I had it running earlier with the cover off the boiler and it never stopped til I put the cover back on which was bout half an hour later, it took about ten seconds to cut out when the cover was on, nearly sure it's the dual thermostait because it wasn't cuttin out, cheers anyway


----------



## Shane007 (5 Dec 2011)

Yes could be that. Remove the stat probe & check with tester. If you do not have a dedicated tester, then put in boiling water & see if it cuts out the burner.

The only thing is that a faulty stat would not explain the sooted up boiler where a faulty fan or motor would.
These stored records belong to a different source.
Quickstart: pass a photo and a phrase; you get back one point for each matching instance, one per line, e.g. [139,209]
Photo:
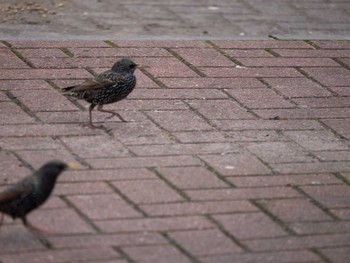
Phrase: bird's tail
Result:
[66,91]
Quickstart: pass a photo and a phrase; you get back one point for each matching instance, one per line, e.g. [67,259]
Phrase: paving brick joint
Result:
[234,151]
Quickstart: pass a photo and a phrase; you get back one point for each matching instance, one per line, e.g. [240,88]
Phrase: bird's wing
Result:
[92,84]
[19,190]
[10,195]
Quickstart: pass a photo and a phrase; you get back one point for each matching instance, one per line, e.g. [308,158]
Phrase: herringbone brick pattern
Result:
[234,151]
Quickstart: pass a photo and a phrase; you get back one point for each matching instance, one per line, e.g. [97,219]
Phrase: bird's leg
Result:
[31,227]
[92,106]
[100,108]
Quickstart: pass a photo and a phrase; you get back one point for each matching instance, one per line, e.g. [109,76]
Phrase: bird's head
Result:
[124,65]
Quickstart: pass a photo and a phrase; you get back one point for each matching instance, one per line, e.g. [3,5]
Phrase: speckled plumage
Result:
[30,192]
[108,87]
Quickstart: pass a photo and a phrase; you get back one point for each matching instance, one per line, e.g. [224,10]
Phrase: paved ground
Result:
[44,19]
[234,152]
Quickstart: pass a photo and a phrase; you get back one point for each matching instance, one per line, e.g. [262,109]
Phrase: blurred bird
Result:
[31,192]
[108,87]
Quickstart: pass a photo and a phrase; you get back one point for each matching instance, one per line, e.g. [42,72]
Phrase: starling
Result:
[108,87]
[31,192]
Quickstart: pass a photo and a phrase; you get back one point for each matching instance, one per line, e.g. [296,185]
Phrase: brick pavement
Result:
[235,151]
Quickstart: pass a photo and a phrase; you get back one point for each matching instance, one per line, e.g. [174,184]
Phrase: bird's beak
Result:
[74,166]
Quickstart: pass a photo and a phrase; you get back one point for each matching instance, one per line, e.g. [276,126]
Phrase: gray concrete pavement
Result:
[182,19]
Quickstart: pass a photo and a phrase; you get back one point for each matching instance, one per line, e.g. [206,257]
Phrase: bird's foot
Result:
[117,115]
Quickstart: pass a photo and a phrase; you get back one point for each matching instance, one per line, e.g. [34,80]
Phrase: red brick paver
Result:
[234,151]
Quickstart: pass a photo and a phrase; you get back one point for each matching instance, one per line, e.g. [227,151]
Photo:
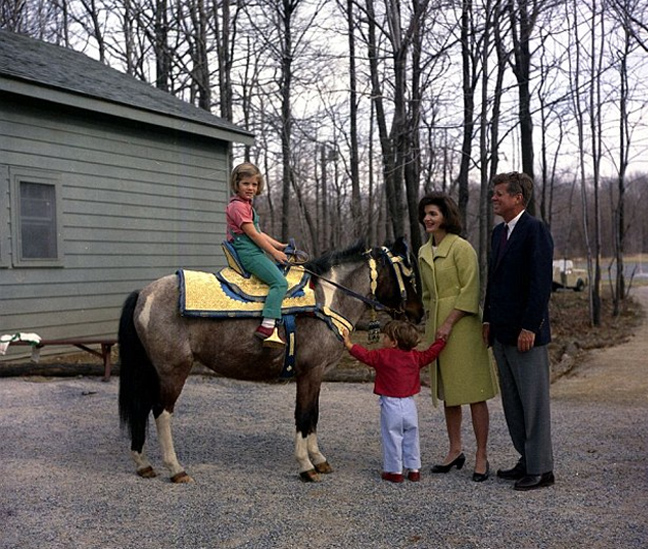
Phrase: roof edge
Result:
[77,100]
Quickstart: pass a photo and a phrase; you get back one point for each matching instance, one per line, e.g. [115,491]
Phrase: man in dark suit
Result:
[516,324]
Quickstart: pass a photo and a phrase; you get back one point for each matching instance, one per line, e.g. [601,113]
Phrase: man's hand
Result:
[526,339]
[486,334]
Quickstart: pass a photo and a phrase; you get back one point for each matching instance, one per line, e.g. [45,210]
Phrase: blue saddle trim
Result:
[288,370]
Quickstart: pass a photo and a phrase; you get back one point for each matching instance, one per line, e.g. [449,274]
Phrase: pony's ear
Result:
[400,247]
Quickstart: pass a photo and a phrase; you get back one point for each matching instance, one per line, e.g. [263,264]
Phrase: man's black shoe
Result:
[516,473]
[532,482]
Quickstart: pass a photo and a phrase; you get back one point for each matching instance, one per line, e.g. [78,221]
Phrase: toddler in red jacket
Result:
[397,380]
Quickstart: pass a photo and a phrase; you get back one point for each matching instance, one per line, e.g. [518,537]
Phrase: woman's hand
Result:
[444,331]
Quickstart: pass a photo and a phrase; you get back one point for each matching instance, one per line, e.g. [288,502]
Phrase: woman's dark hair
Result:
[448,207]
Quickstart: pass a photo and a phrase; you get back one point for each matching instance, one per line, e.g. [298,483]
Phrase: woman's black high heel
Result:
[456,462]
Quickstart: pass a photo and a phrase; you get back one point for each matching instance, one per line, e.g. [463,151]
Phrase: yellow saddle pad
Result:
[228,294]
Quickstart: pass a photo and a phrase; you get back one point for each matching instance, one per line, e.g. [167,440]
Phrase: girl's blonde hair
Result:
[246,169]
[403,333]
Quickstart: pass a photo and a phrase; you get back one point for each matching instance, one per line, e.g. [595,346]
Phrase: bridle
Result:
[402,272]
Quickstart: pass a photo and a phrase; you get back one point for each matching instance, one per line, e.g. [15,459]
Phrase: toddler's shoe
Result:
[392,477]
[414,476]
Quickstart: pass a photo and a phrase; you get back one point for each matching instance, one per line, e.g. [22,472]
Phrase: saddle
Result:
[229,294]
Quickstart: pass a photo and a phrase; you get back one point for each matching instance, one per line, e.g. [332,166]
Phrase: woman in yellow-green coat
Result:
[463,373]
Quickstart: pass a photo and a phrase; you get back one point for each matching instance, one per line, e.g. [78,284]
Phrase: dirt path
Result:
[614,375]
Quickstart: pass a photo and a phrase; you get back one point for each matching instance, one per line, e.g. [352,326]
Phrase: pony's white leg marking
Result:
[163,423]
[145,314]
[140,459]
[301,453]
[313,449]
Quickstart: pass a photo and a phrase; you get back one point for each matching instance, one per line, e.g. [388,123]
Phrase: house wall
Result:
[137,203]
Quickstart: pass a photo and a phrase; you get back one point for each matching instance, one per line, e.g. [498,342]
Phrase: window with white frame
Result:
[36,211]
[5,237]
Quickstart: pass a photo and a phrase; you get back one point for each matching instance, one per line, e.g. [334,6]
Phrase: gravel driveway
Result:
[66,480]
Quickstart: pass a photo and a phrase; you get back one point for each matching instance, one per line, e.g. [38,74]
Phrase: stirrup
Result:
[274,340]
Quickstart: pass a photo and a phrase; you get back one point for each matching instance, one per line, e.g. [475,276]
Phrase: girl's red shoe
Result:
[392,477]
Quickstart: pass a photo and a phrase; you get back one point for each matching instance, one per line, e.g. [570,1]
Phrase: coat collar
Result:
[442,250]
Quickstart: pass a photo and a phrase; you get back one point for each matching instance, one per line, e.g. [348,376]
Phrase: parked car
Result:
[565,275]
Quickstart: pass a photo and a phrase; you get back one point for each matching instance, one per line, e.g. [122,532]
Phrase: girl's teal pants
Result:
[259,264]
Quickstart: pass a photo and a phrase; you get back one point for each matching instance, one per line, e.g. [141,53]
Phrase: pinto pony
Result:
[158,347]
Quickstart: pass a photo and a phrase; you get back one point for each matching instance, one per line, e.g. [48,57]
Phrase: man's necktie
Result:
[503,242]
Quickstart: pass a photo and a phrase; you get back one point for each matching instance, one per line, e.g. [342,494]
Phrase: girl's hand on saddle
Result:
[347,339]
[280,257]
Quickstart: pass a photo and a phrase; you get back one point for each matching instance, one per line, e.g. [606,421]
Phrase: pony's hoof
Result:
[323,468]
[310,476]
[181,478]
[147,472]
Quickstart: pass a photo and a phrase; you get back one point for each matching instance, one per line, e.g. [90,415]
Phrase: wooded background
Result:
[359,107]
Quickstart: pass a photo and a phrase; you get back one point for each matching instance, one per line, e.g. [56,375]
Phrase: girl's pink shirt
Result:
[238,212]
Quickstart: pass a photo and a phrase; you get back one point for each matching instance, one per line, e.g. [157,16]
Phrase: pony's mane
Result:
[325,262]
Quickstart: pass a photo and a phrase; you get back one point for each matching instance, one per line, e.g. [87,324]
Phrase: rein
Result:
[371,301]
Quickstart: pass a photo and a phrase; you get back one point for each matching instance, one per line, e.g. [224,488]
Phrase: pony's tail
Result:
[138,380]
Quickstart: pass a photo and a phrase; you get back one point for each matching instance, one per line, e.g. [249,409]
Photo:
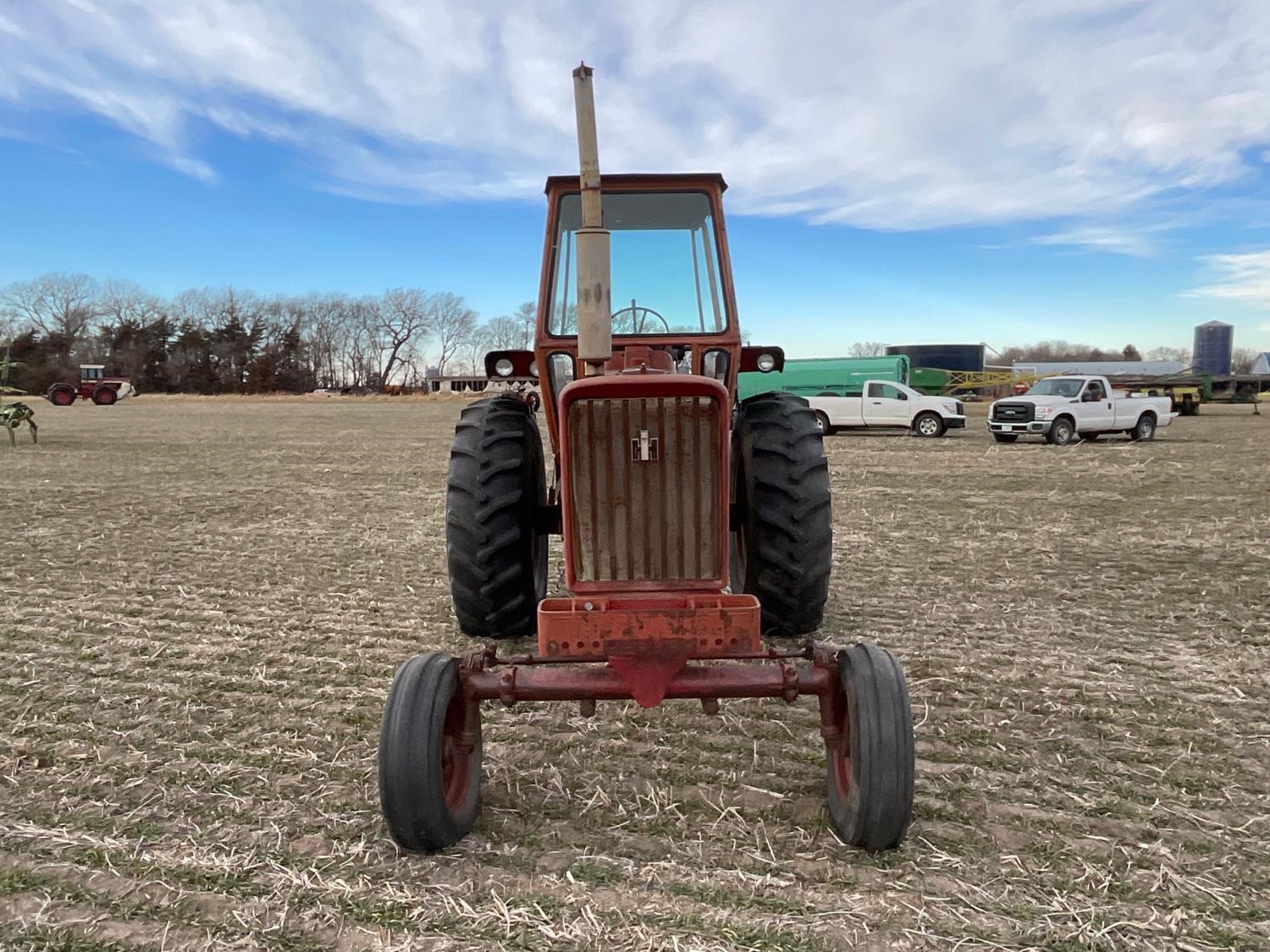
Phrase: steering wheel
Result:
[637,322]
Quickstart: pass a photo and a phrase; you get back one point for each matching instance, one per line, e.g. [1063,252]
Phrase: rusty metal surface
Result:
[596,683]
[687,626]
[645,477]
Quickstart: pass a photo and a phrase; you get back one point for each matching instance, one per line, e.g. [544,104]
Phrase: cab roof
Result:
[629,180]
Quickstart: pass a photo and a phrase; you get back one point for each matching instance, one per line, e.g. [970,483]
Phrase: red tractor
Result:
[693,526]
[94,385]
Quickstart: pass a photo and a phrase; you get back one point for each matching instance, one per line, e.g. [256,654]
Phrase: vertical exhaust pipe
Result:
[594,306]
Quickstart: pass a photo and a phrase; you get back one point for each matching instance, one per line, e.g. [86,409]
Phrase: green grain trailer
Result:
[825,376]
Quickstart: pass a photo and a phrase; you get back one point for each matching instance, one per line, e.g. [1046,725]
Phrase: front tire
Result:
[929,426]
[61,395]
[871,766]
[497,555]
[1061,432]
[782,545]
[1145,428]
[429,756]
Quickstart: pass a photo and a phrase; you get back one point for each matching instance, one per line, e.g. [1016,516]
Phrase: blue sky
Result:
[1081,169]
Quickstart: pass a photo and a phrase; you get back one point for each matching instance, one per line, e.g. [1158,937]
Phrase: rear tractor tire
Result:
[1145,428]
[495,489]
[61,395]
[1062,432]
[929,426]
[871,764]
[782,540]
[429,756]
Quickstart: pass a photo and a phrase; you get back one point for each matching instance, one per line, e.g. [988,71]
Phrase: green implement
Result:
[13,415]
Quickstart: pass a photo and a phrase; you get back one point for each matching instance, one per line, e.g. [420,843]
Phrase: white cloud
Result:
[1135,243]
[1239,277]
[879,113]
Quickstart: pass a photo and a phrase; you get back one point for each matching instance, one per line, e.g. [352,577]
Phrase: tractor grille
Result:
[1013,413]
[644,482]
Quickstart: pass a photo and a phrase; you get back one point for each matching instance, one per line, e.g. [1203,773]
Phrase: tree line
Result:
[226,340]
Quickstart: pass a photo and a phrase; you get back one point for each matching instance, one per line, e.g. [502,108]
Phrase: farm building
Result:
[1107,368]
[945,357]
[1214,343]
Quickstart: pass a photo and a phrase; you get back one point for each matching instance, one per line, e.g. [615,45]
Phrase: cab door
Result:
[1096,411]
[886,405]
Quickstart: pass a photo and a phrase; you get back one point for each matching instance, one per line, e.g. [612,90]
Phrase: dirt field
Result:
[203,602]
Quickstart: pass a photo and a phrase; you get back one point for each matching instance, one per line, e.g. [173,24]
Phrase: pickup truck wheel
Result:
[1061,432]
[1145,428]
[929,426]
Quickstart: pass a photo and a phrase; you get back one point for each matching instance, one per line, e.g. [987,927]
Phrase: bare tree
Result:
[868,348]
[451,322]
[505,334]
[526,315]
[53,304]
[399,320]
[1242,360]
[478,344]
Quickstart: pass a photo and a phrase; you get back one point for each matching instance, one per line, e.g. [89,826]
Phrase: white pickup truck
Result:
[888,404]
[1066,409]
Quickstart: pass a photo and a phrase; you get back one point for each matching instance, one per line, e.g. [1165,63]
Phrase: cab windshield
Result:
[665,259]
[1057,386]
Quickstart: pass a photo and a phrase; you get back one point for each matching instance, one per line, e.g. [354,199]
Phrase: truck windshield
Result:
[665,269]
[1057,386]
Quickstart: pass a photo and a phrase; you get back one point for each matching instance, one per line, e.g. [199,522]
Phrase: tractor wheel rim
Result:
[840,756]
[455,757]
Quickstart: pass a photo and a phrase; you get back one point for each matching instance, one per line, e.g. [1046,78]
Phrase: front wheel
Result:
[61,395]
[871,759]
[1145,428]
[429,756]
[1061,432]
[929,426]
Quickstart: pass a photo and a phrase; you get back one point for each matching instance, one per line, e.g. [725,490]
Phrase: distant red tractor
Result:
[94,385]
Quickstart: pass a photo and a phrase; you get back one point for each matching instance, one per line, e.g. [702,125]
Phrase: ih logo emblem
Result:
[644,448]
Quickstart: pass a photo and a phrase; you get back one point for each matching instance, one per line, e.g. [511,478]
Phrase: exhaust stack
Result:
[594,306]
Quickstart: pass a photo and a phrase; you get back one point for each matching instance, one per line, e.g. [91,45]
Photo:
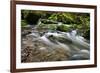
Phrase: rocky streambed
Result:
[45,46]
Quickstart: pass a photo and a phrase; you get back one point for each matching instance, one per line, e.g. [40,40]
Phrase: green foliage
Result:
[79,21]
[23,23]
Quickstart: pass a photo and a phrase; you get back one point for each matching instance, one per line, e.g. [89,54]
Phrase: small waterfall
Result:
[69,41]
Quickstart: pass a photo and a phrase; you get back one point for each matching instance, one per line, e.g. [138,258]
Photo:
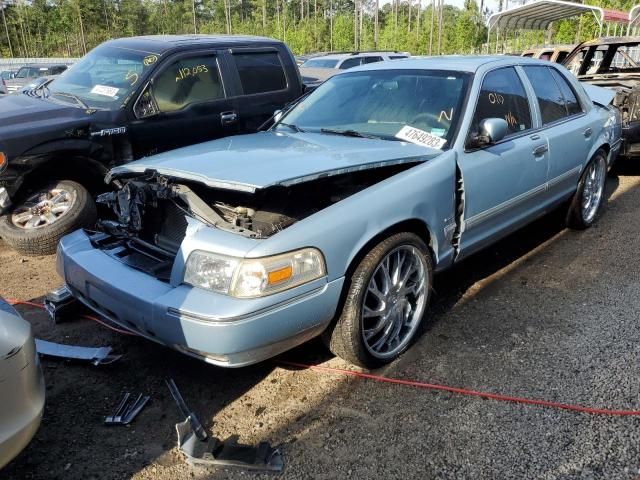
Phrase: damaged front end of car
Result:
[149,213]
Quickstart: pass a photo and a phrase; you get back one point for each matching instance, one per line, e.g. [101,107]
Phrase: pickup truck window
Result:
[186,81]
[260,72]
[503,96]
[103,78]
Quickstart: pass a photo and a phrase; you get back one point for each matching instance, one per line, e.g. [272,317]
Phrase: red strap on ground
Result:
[463,391]
[406,383]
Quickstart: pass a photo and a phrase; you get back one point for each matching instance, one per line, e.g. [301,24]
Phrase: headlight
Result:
[253,277]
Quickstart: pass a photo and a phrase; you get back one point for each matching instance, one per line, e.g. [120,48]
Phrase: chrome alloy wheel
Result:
[394,302]
[594,181]
[43,208]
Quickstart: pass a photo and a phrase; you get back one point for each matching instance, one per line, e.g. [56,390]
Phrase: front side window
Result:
[380,103]
[350,63]
[570,100]
[502,95]
[260,72]
[550,98]
[186,81]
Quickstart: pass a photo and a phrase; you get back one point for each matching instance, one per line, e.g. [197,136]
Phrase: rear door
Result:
[191,104]
[566,125]
[263,82]
[504,182]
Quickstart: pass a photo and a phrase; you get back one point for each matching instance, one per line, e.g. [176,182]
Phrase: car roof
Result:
[340,56]
[159,44]
[610,41]
[466,63]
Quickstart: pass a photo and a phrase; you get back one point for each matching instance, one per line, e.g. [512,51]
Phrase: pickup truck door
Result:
[192,102]
[268,79]
[503,183]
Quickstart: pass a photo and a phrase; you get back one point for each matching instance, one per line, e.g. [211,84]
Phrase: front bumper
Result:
[217,328]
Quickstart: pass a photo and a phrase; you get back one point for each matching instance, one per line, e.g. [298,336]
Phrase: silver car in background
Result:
[22,388]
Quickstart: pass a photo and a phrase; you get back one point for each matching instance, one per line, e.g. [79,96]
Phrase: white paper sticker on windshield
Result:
[420,137]
[105,90]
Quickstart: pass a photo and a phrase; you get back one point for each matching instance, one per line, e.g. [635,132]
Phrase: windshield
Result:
[381,102]
[103,78]
[320,63]
[31,72]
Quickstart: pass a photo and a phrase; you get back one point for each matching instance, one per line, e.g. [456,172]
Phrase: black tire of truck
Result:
[43,240]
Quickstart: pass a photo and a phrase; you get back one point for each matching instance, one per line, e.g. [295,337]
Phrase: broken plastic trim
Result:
[97,355]
[127,410]
[200,449]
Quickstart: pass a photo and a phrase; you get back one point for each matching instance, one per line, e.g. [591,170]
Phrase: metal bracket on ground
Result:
[202,450]
[96,355]
[127,410]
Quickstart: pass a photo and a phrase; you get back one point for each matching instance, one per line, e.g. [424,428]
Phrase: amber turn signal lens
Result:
[280,275]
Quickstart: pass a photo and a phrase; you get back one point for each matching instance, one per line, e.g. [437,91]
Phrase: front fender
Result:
[424,192]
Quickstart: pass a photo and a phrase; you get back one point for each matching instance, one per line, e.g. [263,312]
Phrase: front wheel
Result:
[388,294]
[587,200]
[35,226]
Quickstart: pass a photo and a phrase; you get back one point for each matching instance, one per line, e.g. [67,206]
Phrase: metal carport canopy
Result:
[538,15]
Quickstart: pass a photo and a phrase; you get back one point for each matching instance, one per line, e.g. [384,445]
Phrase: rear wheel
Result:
[588,198]
[385,304]
[35,225]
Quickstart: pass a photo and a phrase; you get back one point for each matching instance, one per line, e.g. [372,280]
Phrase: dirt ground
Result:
[547,313]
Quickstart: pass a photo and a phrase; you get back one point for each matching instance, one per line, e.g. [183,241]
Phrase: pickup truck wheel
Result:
[35,226]
[385,304]
[587,200]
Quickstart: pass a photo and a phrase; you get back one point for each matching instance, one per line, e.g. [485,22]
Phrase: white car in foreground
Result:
[21,384]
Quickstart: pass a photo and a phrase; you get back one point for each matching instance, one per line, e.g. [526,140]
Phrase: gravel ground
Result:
[547,313]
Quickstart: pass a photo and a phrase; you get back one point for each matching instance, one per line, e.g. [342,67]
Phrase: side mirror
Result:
[490,130]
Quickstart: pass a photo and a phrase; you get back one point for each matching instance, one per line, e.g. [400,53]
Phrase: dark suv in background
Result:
[126,99]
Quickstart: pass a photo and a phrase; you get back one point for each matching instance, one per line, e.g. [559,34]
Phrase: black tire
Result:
[345,337]
[43,240]
[577,218]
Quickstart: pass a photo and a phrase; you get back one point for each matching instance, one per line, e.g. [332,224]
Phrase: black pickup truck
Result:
[126,99]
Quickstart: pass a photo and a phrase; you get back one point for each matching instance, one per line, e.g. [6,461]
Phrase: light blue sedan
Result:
[334,221]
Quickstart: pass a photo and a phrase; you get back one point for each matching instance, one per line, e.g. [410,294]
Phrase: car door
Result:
[502,182]
[567,128]
[187,101]
[263,84]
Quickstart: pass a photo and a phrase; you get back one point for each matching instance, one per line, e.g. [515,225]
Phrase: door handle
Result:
[540,150]
[228,118]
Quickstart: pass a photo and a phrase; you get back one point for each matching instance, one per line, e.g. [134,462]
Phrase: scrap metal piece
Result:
[97,355]
[127,410]
[200,449]
[60,304]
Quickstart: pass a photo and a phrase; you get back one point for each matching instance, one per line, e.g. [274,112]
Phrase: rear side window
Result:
[260,72]
[350,63]
[503,96]
[570,99]
[186,81]
[550,98]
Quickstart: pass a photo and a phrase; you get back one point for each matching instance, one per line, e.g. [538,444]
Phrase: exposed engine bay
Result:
[150,211]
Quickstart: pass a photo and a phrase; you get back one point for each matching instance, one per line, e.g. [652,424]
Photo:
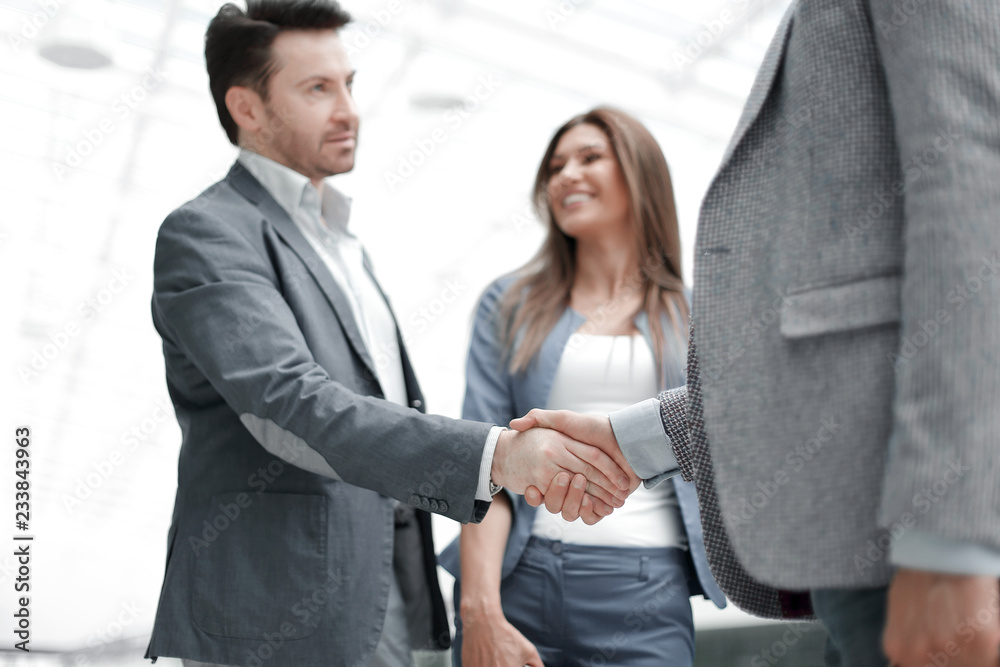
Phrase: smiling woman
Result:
[595,322]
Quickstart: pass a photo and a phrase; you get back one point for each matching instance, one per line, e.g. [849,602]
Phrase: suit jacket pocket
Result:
[861,304]
[252,580]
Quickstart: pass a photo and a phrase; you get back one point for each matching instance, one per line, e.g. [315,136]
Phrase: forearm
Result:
[481,551]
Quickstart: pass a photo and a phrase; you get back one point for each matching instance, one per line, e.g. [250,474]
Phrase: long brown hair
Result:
[539,296]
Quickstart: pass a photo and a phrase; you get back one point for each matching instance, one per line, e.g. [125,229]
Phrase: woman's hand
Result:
[488,640]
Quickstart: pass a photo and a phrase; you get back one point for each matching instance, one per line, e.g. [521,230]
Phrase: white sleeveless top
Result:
[597,375]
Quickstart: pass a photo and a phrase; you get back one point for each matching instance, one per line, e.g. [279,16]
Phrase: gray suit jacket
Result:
[281,544]
[493,393]
[844,368]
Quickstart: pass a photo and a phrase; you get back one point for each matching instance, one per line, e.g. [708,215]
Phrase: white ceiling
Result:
[93,160]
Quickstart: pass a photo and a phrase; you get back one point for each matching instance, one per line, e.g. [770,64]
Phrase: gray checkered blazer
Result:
[844,371]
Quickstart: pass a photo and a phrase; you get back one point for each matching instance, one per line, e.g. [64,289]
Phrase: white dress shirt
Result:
[323,220]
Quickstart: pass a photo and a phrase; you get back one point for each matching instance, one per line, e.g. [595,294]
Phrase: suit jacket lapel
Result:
[762,84]
[244,182]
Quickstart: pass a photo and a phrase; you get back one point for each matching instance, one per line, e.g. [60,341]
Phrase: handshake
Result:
[569,461]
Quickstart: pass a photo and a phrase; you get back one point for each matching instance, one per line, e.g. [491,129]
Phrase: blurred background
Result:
[108,125]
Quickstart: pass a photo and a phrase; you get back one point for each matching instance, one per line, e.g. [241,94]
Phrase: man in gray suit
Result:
[287,547]
[842,414]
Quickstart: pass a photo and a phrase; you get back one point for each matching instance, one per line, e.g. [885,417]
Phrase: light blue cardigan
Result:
[494,395]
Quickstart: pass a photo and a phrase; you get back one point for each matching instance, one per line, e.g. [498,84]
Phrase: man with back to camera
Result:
[841,418]
[286,547]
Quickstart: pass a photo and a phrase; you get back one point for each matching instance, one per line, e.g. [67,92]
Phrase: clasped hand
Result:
[569,461]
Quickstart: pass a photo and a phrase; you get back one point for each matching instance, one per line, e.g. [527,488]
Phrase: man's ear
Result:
[246,108]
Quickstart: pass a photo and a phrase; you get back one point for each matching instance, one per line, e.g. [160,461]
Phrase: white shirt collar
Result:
[294,193]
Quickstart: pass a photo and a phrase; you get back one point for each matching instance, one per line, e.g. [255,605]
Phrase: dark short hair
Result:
[238,44]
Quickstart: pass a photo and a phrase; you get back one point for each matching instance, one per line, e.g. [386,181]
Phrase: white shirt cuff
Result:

A sooted boiler is generally caused from incomplete combustion.


----------



## ciaran-bart (6 Dec 2011)

*I*

Yea stat is faulty! But as u say that's not the cause of the sooted up boiler, 
If the door into the baffles wasn't sealed would it have anything to do with it


----------



## Shot52 (21 Dec 2019)

I'm having the same problem,if I leave the cover off it. burner stays working but when I put the cover on it start's to cut in and out.


----------



## Armada (22 Dec 2019)

Someone here in my house as I read this says it’s a leaking flue that’s probably causing your problem. Hope this helps.


----------



## Mechman (24 Dec 2019)

Check the condensate trap underneath, it may have melted and need replacement.


----------



## cremeegg (24 Dec 2019)

Wow. Isn't AAM great !


----------